Setelah sebelumnya, Bumdes Desa Sirnabaya, kecamatan Telukjambe Timur, Kabupaten Karawang, Jawa Barat dilaporkan oleh PT. RAS (Pengelola limbah PT.Sharp Elektronics Indonesia saat ini) ke Kejaksaan Negeri Karawang.
Kini hadir, PT. Nusa Indah yang mengklaim sebagai perusahaan pengelola limbah pertama yang memiliki surat penunjukan dan surat perintah kerja (SPK) mengelola limbah bekas produksi PT. Sharp Electronics Indonesia sejak tahun 2012 lalu dari Kepala Desa Sirnabaya saat itu, Masuran dan dari PT. Sharp itu sendiri.
Ditemui usai sidang pertamanya, Direktur Utama PT. Nusa Indah, Eka Muharam, Senin (7/2/2022), yang didampingi Kuasa Hukumnya, Aneng Winengsih SH. MH., kepada Onediginews.com, menuturkan kronologis kejadian terkait permasalahan pengelolaan limbah PT. Sharp Electronics Indonesia yang dialaminya.

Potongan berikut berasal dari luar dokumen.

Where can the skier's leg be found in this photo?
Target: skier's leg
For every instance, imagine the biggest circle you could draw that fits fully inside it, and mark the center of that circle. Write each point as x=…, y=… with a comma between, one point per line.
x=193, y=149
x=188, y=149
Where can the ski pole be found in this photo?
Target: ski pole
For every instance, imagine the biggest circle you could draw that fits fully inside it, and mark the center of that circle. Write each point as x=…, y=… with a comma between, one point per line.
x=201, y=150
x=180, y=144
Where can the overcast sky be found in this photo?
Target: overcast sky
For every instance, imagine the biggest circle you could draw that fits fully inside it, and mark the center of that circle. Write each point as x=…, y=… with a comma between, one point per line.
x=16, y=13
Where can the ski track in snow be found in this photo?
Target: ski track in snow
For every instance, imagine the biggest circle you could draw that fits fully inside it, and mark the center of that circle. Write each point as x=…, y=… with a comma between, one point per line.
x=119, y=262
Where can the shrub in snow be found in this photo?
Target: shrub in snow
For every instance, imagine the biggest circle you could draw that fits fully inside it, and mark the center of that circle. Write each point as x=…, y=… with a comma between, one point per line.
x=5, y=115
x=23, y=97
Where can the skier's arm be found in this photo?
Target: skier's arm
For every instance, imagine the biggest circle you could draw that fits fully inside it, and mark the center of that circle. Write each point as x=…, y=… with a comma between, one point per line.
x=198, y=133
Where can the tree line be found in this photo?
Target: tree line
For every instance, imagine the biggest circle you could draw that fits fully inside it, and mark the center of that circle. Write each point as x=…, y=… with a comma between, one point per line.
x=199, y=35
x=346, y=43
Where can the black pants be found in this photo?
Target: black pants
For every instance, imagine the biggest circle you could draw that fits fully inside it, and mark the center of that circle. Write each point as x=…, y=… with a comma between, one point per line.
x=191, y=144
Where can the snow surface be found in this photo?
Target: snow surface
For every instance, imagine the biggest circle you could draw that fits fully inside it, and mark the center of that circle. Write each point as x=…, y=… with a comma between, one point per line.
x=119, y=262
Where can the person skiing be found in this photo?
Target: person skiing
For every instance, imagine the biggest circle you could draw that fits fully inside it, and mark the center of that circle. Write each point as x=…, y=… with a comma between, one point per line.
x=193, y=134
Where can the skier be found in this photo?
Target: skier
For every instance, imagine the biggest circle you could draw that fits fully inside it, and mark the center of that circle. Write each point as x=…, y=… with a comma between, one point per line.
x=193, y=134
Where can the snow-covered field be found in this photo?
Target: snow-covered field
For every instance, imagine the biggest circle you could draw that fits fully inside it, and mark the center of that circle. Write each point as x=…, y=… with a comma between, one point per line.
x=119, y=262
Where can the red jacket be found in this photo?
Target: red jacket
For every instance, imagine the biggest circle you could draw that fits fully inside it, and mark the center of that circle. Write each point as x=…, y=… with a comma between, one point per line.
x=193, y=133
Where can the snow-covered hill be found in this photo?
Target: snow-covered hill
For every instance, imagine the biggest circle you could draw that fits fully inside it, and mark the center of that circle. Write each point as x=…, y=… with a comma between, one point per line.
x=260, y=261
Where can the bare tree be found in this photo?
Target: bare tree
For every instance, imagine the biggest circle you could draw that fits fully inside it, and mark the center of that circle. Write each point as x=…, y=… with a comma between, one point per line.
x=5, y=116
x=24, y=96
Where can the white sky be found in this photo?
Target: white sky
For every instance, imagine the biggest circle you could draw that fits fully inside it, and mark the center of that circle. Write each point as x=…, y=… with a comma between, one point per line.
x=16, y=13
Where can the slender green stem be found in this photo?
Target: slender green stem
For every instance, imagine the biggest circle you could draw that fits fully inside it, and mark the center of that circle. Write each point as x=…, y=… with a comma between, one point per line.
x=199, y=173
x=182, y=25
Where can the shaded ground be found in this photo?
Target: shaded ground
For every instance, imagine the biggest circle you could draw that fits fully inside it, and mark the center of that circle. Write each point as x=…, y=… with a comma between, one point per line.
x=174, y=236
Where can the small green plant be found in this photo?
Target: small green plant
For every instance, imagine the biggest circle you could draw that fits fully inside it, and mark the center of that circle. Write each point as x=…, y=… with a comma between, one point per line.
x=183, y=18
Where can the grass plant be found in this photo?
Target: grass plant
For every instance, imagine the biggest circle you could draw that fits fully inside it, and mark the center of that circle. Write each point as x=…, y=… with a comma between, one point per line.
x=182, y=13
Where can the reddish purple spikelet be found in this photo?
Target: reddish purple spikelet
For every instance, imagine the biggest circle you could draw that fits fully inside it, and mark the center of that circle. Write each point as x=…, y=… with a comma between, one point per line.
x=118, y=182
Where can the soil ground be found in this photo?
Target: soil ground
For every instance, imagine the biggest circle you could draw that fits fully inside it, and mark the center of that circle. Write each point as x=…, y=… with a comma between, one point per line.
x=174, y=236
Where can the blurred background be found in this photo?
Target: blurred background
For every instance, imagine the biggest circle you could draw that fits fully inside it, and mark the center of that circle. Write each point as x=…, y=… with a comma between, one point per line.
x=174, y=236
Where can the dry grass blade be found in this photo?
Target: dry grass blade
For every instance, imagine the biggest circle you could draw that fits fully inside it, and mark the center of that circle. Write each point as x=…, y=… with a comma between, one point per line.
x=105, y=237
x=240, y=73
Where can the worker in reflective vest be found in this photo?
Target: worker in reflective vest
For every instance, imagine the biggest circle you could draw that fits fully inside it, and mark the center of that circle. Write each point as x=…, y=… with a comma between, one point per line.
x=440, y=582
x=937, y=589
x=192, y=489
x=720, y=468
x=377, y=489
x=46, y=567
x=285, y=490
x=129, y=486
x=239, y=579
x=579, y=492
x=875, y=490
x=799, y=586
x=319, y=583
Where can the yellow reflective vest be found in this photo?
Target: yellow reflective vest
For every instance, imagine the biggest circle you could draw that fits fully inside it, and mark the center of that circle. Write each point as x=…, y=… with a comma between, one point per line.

Melalui kuasa hukumnya, Eka Muharam pun menjelaskan, bahwa PT. Nusa Indah awalnya ditunjuk langsung oleh Kepala Desa Sirnabaya saat itu, Masuran sebagai mitra Desa untuk mengelola limbah di PT. Sharp Electronics Electronic Indonesia. Kesepakatan pun dibuat pada tahun 2012 silam.
“Klien kami awal mulanya melakukan kerjasama pengelolaan limbah, yang ditunjuk oleh kepala desa pada tahun 2012 silam. Penunjukan kemitraan dari Desa sebagai pengelola limbah PT. Sharp Electronics Indonesia. Dan klien saya mendapatkan penunjukan dan Surat Perintah Kerja (SPK) dari PT. Sharp itu sendiri,” paparnya
Kerjasamapun berjalan lancar dan baik. namun pada bulan April tahun 2018, pihak desa sirnabaya menunjuk perusahaan lain yakni CV. Putra Kolong Mandiri dan PT.RAS sebelum menghentikan kerjasama dengan PT. Nusa Indah, dalam pengelolaan limbah PT.Sharp Electronics Indonesia.

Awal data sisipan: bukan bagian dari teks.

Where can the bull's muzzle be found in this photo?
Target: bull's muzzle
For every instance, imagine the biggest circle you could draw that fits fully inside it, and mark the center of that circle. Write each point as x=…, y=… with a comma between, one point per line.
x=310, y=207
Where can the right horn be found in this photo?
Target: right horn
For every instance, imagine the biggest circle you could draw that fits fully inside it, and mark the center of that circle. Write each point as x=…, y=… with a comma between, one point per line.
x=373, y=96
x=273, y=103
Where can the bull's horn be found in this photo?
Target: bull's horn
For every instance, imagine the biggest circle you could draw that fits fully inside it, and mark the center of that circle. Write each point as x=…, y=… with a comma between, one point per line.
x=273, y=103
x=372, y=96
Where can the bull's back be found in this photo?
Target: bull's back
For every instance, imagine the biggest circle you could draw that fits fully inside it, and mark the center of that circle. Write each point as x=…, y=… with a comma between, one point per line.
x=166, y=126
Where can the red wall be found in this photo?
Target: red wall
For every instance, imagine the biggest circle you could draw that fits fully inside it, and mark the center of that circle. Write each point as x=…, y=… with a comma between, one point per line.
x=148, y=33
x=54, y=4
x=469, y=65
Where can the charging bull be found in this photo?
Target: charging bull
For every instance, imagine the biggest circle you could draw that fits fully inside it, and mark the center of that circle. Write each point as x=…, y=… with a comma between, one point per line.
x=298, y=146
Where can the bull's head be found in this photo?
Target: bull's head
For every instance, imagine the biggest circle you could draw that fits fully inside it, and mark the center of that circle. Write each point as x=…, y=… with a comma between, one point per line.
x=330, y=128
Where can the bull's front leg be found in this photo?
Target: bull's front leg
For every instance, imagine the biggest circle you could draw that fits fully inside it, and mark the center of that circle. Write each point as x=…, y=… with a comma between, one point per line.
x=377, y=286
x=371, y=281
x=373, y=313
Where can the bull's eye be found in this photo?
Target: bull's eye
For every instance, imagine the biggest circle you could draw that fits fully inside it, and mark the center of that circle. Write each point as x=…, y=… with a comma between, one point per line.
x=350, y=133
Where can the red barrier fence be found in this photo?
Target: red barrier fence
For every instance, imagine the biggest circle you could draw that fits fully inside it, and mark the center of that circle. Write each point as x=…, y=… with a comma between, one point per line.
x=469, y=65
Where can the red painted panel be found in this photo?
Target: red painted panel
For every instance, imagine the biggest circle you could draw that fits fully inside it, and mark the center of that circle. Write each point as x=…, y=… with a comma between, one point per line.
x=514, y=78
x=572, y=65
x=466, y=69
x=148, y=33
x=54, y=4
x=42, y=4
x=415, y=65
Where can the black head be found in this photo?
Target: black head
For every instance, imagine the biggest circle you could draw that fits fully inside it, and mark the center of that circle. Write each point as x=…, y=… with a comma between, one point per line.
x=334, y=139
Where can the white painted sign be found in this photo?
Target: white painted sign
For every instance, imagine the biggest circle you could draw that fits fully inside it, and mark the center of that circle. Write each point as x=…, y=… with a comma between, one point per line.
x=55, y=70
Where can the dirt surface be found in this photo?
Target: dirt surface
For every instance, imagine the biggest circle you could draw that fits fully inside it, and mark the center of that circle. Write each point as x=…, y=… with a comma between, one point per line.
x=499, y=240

“Padahal dalam perjanjian kerjasama dengan klien kami, kemitraan dengan desa ini tidak ada masa jangka waktu habisnya. Dan dengan PT. Sharp pun SPK baru habis bulan Mei ditahun yang sama,” terang Aneng seraya di Aamiini Eka Muharam.
“Oleh karenanya kami menggugat ke pengadilan yakni, Kepala desa, PT Sharp, PT Rindu Alam Sejahtera dan CV. Putra Kolong, dengan adanya perbuatan tersebut. Yang diduga perbuatan melawan hukum, karena diduga menghentikan kerjasama dengan klien kami sebelum waktunya habis,” tegas Aneng lagi.
Kerjasama ini dihentikan oleh desa pada tahun 2018 sekitar bulan April. Sementara dengan PT. Sharp sendiri , perpanjangan SPK dilakukan setiap 5 tahun sekali. Dan baru habis di sekitar bulan Mei 2018, Ujar Aneng menambahkan.
“Semua bukti baik dari penunjukan pihak Desa dan dari PT. Sharp, semua bukti-buktinya ada dikita. Termasuk dari perusahaan sebelumnya dan ke perusahaan selanjutnya,” tandasnya.